Arizona Corporation Commission May Ration Electricity
by Jonathan DuHamel on Aug. 02, 2010, under Energy, PoliticsThe Arizona Corporation Commission (ACC) has approved rules that require public electric utilities to design Demand Side Management (DSM) programs which ACC claims are cost effective and promote energy efficiency, load management, or demand response. “Arizona’s public utilities will be required to achieve annual energy savings of at least 22%, measured in kWh, by 2020, with the savings to increase incrementally as a percent of retail energy sales in each prior calendar year to reach that goal,” says the ACC press release. One of the stated reasons for this program is to mitigate the need to build more generation and transmission infrastructure. But as population grows, we will have to do that anyway.

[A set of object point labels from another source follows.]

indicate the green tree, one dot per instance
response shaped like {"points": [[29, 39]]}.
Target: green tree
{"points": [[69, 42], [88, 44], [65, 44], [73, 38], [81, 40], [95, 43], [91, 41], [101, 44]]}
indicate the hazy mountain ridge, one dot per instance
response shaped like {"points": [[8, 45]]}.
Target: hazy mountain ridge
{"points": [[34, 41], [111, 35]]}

I am all for voluntary conservation. In fact, I have a time-of-use meter on my house which allows me to choose when to run certain appliances to get lower electric rates in off-peak periods. However, the ACC program is a Big Brother command-and-control program that may allow utilities to decide when and how much electricity you can use . An Arizona Republic story says “APS (Arizona Public Service Company) is planning to test a demand-response program in which the utility will control homes’ air-conditioners, raising the thermostat a notch or cycling the unit on and off to minimize peak demand.” This so-called “smart grid” system is subject to attack by hackers who could wreak havoc with air conditioning systems in large buildings or neighborhoods, for instance. In a March 9 interview with U.S. News & World Report, Obama advisor Carol Browner said that with the smart grid, “Eventually, we can get to a system when an electric company will be able to hold back some of the power so that maybe your air conditioner won’t operate at its peak.” And strangely enough, Fannie Mae, the biggest U.S. mortgage finance company, holds Patent No. 6,904,336, for a “System and Method for Residential Emissions Trading,” which is the meter that would be attached to your house. reports this is a potential $22 billion dollar market. Maybe that’s why governments are creating a market to sell you something you don’t need.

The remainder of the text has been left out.